Trata-se de uma indústria muito ligada às tendências de mercado, que não são únicas, segundo ele. “Cada ocasião, faixa etária, de renda e região de consumo tem suas especificidades, e as empresas identificam para onde esse consumidor está indo”, explica.
Daí a constatação de um aumento no consumo das cervejas puro malte, como a Agrária já vinha percebendo. A CervBrasil não tem um levantamento quantitativo do marketshare, mas atesta que o movimento é real, com uma tendência do brasileiro a privilegiar esse tipo de produto, mais próximos dos padrões alemães.
Além disso, nota-se que as novas gerações trazem demandas como a sustentabilidade por trás da produção e o consumo consciente e responsável. “Isso é identificado em outros países e a gente já percebe no Brasil que a qualidade na degustação e acompanhamento da ocasião de consumo tendem a ser mais importantes que a quantidade de produto consumido. Esses atributos pesam na decisão de compra”, avalia.
Das grandes às pequenas cervejarias
Os brasileiros devem consumir 15,5 bilhões de litros de cerveja em 2023. Cerca de 96% dessa fatia de mercado está nas mãos das 3 principais cervejarias (além da Ambev e a Heineken, o Grupo Petrópolis) e os outros 4% pertencem às cerca de 1,3 mil cervejarias de menor porte. “De todo modo, é um volume expressivo”, considera Petroni.

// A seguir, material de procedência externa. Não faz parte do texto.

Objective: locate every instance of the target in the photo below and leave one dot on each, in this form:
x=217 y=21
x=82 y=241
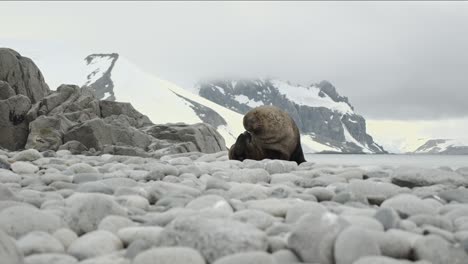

Em 2021, conforme o último levantamento da CervBrasil com base em dados do Ministério da Agricultura, cerca de 60% do malte usado pelas pequenas e microcervejarias foi importado. Isso porque o setor trabalha em boa parte com maltes especiais, mais caramelizados e torrados. “Existem pequenas maltarias que têm se especializado no Brasil, mas o mercado ainda é muito pequeno. Por isso, geralmente são maltarias alemãs, britânicas e belgas, principalmente, que atendem a cervejarias do mundo todo com o malte especial”, contabiliza o presidente da Associação das Microcervejarias do Paraná (Procerva) e sócio da cervejaria curitibana Joy Project Brewing, Everton Delfino.
Depois de um boom há cerca de 5 anos, o mercado da cerveja especial começa a experimentar alguma retração no crescimento. A avaliação de Delfino vem ao encontro do que a Agrária e a CervaBrasil já percebiam, com as grandes cervejarias oferecendo produtos especiais. Mesmo que em uma escala não tão grande como das cervejas comuns, ainda com ganho de competitividade. “Em vez de escolher uma cerveja 100% local e artesanal, o consumidor opta em tomar uma comercial que também se chama especial, mas que é vendida a preços menores. O nosso produto é mais caro e o pessoal está adequando o bolso”, conta.
Além do malte, o lúpulo 100% importado encarece o produto dos krafters. E com a produção em escala menor, o impacto do preço da matéria-prima é considerável. Mas o que mais pesa para o setor é a carga tributária: pelo menos 56% do custo de produção vai para os impostos.
Nesse ponto, a possibilidade de obter pelo menos parte do malte de um empreendimento que produz no Estado é muito bem-vinda. “A logística já favorece bastante, com mais capacidade de atendimento especialmente para as cervejarias do interior do estado. Mas o diferencial de alíquota de ICMS conta muito e vai impactar positivamente”, espera o presidente da Procerva.
Do lado das cooperativas que viabilizam a maltaria Campos Gerais, o que pode-se dizer é que a expectativa é de crescimento. “Toda a infraestrutura está sendo preparada para a duplicação da capacidade. Depende dos clientes quando isso vai acontecer”, adianta Adam Stemmer, da Agrária. E, quando acontecer, será possível dizer que no Paraná existe uma das 10 maiores maltarias do mundo. Até lá, talvez, com malte feito a partir de cevada 100% de origem regional.